Aunque la intencionalidad política es evidente, el caos y la
destrucción que recrea surgen de una sátira de costumbres tan hilarante como
hiriente que poco a poco se va transformando en una tragedia clásica. Esta es
la especialidad de Dostoievski, que sus personajes sean hooligans tratando de
destruirse a ellos mismos, y que alguno de ellos sea capaz, de vez en cuando,
de plantearse en serio qué es eso del destino si están trabajando por la
aniquilación o por una euforia que confunden con felicidad.

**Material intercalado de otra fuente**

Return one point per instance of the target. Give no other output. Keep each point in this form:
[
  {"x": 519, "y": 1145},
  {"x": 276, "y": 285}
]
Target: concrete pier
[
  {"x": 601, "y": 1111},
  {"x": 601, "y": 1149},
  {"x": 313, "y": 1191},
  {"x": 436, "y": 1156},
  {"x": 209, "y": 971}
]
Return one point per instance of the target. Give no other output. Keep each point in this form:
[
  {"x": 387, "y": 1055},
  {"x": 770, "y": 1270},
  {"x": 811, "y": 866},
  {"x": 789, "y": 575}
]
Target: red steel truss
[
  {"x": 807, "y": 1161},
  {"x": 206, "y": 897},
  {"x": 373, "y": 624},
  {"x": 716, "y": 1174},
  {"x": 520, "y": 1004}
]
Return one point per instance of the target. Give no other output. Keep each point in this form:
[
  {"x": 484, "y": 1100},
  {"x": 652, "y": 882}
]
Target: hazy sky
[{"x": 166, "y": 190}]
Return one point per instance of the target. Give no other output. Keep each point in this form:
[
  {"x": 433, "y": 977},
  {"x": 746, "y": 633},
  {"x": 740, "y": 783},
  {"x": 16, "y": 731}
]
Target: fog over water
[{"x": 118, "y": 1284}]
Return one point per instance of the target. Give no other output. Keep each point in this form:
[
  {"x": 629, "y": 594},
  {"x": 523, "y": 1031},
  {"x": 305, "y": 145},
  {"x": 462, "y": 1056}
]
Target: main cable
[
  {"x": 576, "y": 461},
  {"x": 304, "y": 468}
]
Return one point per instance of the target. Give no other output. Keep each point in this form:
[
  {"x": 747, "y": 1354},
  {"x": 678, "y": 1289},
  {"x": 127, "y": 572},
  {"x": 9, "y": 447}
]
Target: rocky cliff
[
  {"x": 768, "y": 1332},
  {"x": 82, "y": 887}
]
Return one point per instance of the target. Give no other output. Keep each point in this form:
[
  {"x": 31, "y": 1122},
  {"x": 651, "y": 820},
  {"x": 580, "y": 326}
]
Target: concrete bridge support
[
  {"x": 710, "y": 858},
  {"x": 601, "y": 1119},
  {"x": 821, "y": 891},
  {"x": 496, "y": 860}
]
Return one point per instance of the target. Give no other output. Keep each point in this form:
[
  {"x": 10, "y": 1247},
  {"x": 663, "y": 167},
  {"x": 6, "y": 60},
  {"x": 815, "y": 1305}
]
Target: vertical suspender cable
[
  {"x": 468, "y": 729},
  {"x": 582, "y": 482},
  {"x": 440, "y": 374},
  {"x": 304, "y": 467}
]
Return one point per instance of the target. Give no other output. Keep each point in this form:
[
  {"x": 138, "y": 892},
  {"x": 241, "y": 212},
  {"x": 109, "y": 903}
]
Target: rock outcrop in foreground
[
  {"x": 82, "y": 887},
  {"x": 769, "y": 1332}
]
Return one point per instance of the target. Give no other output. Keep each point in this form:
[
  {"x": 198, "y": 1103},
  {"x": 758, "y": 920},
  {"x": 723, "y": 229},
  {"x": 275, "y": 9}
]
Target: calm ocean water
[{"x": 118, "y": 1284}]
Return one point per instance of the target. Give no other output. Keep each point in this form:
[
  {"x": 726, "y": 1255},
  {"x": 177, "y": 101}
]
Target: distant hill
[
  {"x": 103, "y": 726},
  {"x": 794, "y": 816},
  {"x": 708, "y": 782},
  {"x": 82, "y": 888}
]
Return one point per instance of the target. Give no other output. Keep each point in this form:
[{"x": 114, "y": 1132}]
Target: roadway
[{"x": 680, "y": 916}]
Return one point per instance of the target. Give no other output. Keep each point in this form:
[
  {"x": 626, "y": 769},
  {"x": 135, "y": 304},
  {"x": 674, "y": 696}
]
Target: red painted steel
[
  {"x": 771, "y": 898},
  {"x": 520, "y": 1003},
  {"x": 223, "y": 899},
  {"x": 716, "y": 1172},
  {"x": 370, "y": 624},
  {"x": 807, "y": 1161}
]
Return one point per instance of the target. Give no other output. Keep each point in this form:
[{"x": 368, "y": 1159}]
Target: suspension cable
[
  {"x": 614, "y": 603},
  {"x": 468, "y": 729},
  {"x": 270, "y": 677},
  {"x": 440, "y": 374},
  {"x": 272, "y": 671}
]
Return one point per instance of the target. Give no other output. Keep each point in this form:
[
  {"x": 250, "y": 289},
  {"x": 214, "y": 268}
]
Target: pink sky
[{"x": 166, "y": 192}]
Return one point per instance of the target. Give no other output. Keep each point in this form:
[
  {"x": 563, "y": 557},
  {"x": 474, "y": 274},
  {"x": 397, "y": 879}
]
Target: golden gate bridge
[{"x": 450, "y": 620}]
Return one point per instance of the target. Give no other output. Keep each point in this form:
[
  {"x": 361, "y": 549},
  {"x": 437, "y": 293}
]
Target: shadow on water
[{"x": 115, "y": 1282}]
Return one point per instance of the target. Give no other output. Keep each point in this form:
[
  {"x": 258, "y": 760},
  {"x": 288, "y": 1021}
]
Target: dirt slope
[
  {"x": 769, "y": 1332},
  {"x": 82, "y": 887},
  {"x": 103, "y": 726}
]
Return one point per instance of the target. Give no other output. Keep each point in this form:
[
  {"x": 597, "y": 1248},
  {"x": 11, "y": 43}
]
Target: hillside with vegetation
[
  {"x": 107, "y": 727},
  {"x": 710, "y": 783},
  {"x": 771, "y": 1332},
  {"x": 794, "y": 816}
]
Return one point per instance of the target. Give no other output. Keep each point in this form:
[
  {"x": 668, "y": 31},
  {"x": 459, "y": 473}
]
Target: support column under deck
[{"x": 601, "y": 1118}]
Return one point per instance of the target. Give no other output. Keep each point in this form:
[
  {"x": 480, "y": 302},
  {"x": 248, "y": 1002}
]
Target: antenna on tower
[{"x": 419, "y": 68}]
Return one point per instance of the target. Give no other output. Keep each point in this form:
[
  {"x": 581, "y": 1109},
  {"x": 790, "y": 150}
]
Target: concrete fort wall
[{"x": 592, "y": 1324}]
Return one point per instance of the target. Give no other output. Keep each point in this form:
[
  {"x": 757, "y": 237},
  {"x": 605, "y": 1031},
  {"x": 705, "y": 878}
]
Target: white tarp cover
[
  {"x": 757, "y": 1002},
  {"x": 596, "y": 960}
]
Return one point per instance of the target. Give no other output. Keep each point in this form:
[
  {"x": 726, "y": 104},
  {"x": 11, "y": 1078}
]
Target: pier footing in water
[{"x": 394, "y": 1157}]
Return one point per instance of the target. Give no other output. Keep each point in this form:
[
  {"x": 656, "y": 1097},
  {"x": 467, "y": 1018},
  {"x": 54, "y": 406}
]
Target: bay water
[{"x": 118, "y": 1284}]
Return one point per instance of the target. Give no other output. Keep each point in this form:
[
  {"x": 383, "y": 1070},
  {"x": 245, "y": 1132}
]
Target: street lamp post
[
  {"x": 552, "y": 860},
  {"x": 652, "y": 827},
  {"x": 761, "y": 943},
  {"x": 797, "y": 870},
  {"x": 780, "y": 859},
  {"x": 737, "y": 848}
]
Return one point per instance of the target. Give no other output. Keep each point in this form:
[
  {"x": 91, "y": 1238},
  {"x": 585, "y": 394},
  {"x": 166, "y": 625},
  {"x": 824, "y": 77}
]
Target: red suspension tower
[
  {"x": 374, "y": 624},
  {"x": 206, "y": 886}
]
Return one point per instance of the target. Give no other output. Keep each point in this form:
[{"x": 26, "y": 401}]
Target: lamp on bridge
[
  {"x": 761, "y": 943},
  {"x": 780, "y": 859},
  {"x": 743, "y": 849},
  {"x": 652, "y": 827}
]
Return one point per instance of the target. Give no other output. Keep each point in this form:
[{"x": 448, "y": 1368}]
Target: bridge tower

En el centro destacan dos personajes de distintas
generaciones: el maduro y «muy respetable» Stepán Trofímovich Verjovenski, que,
después de una dudosa carrera en el ámbito académico, vive desde hace tiempo de
la generosidad −y del amor− de una rica viuda a la que le gusta verse como
protectora de las humanidades; y el hijo de ésta y antiguo pupilo de
Verjovenski, el joven Nikolái Vsévolodovich Stavroguin, de quien todo el mundo
se enamora y cuya vida incoherente y abismal no parece procurarle, sin embargo,
ningún placer. Verjovenski dice de sí mismo: «Je suis un vulgar gorrón, et rien de plus»; Stavroguin
cree que, si está poseído por algún demonio, será por «un diablejo pequeño,
repugnante, escrofuloso, resfriado, de los fracasados».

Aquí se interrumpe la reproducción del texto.